Fig. 43.—Slab canoe.
"One Monday morning I saw a buck building a fire at the base of a large cedar-tree, and he told me that this was the first step in the construction of a canoe that he intended to use upon the following Saturday. He kept the fire burning merrily all that day and far into the night, when a wind came up and completed the downfall of the monarch of the forest. The next day the man arose betimes, and, borrowing a cross-cut saw from a logger, cut the trunk of the tree in twain at a point some fifteen feet from where it had broken off, and then with a dull hatchet he hacked away until the log had assumed the shape of the desired canoe. In this work he was helped by his squaw. The old fellow then built a fire on the upper part of the log, guiding the course of the fire with daubs of clay, and in due course of time the interior of the canoe had been burned out.
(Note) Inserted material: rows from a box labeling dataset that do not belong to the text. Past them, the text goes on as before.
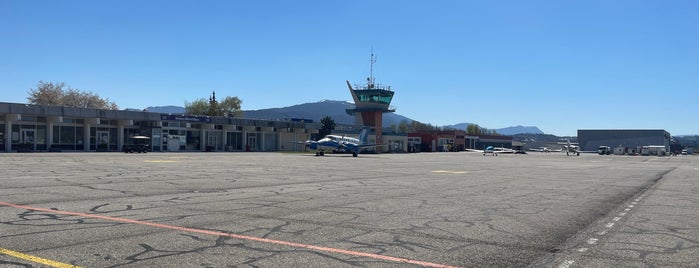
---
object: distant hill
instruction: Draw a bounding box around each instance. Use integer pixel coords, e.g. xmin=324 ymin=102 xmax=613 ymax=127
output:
xmin=495 ymin=126 xmax=544 ymax=135
xmin=146 ymin=100 xmax=544 ymax=136
xmin=243 ymin=100 xmax=413 ymax=127
xmin=447 ymin=123 xmax=544 ymax=136
xmin=146 ymin=100 xmax=413 ymax=127
xmin=145 ymin=105 xmax=184 ymax=114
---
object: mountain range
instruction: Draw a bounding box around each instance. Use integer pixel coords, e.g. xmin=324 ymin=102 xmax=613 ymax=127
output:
xmin=146 ymin=100 xmax=544 ymax=135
Half a day's work with the hatchet rendered the inside smooth and shapely.
"The canoe was now, I thought, complete, though it appeared to be dangerously narrow of beam. This the Indian soon remedied. He filled the shell two-thirds full of water, and into the fluid he dropped half a dozen stones that had been heating in the fire for nearly a day. The water at once attained a boiling point, and so softened the wood that the buck and squaw were enabled to draw out the sides and thus supply the necessary breadth of beam. Thwarts and slats were then placed in the canoe and the water and stones thrown out. When the steamed wood began to cool and contract, the thwarts held it back, and the sides held the thwarts, and there the canoe was complete, without a nail, joint, or crevice, for it was made of one piece of wood. The Siwash did not complete it as soon as he had promised, but it only took him eight days."
Fig. 44.—The dugout.
In the North-eastern part of our country, before the advent of the canvas canoe, beautiful and light birch-bark craft were used by the Indians, the voyagers, trappers, and white woodsmen. But in the South and in the North-west, the dugout takes the place of the birch-bark. Among the North-western Indians the dugouts are made from the trunks of immense cedar-trees and built with high, ornamental bows, which are brilliantly decorated with paint. On the eastern shore of Maryland and Virginia the dugout is made into a sail-boat called the buck-eye, or bug-eye. But all through the Southern States, from the Ohio River to the Gulf of Mexico and in Mexico, the dugout is made of a hollowed log after the manner of an ordinary horse trough, and often it is as crude as the latter, but it can be made almost as beautiful and graceful as a birch-bark canoe.